Il tema degli interessi sui mutui da corrispondere merita un attimo di attenzione. Perché li paghiamo noi coi nostri soldi, e quindi è vietato non sapere. Interessi usurari, tassi d’interesse e mutuo “gratis”, vediamo di capire come funzionano. In moltissimi hanno avuto (o hanno o avranno) a che fare con un mutuo. Su di esso si applica un tasso d’interesse a beneficio del creditore. Perché? Gli economisti affermano che si tratti “del costo del danaro”. Cioè: se io vado al supermercato a comprare 1 Kg di mozzarella pago tot euro. Ma altrettanto succede in banca: se io mi reco allo sportello e ad esempio chiedo in prestito 100 grammi di banconote, anche queste hanno un costo. Il tasso d’interesse. Ora, il problema scatta quando quel tasso pagato è superiore ai tassi medi praticati dalle banche e dagli intermediari finanziari. Tale media viene fatta ogni 3 mesi dal Ministro competente e si considerano tali quando superano del 50% i saggi pubblicati.

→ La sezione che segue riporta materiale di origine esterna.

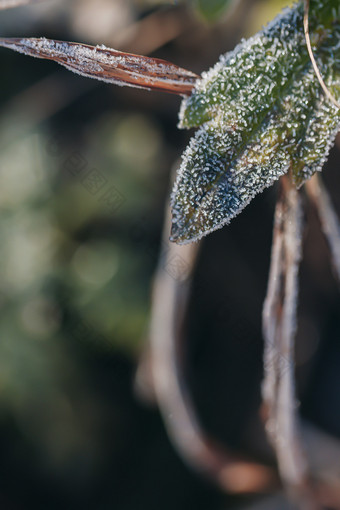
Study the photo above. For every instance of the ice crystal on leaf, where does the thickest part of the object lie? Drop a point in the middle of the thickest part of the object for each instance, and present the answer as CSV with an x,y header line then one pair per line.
x,y
261,113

Le fonti giuridiche di riferimento

Come regolarsi quindi tra interessi usurari, tassi d’interesse e mutuo “gratis”? il codice civile, all’art. 1815, 2° comma, dispone che se sono convenuti interessi usurari , la clausola è nulla e non sono dovuti interessi. Come si vede il legislatore sanziona pesantemente la violazione del divieto di usura sposando una durissima linea operativa. Ossia converte il mutuo a tassi usurari da contratto oneroso a mutuo gratuito. Ecco appunto dove risiede la “gratuità” del prestito: nel senso che dalla decadenza in poi si restituisce solo il capitale e non più gli interessi. La Corte d’Appello di Napoli lo ha ribadito nel novembre scorso. Nel punto in cui afferma la gratuità del contratto di mutuo in questione a prescindere dalla non cumulabilità degli interessi corrispettivi a quelli moratori. E dichiarando che il legislatore «ha voluto sanzionare l’usura perché realizza una sproporzione oggettiva». Ossia quella «tra la prestazione del creditore e la controprestazione del debitore».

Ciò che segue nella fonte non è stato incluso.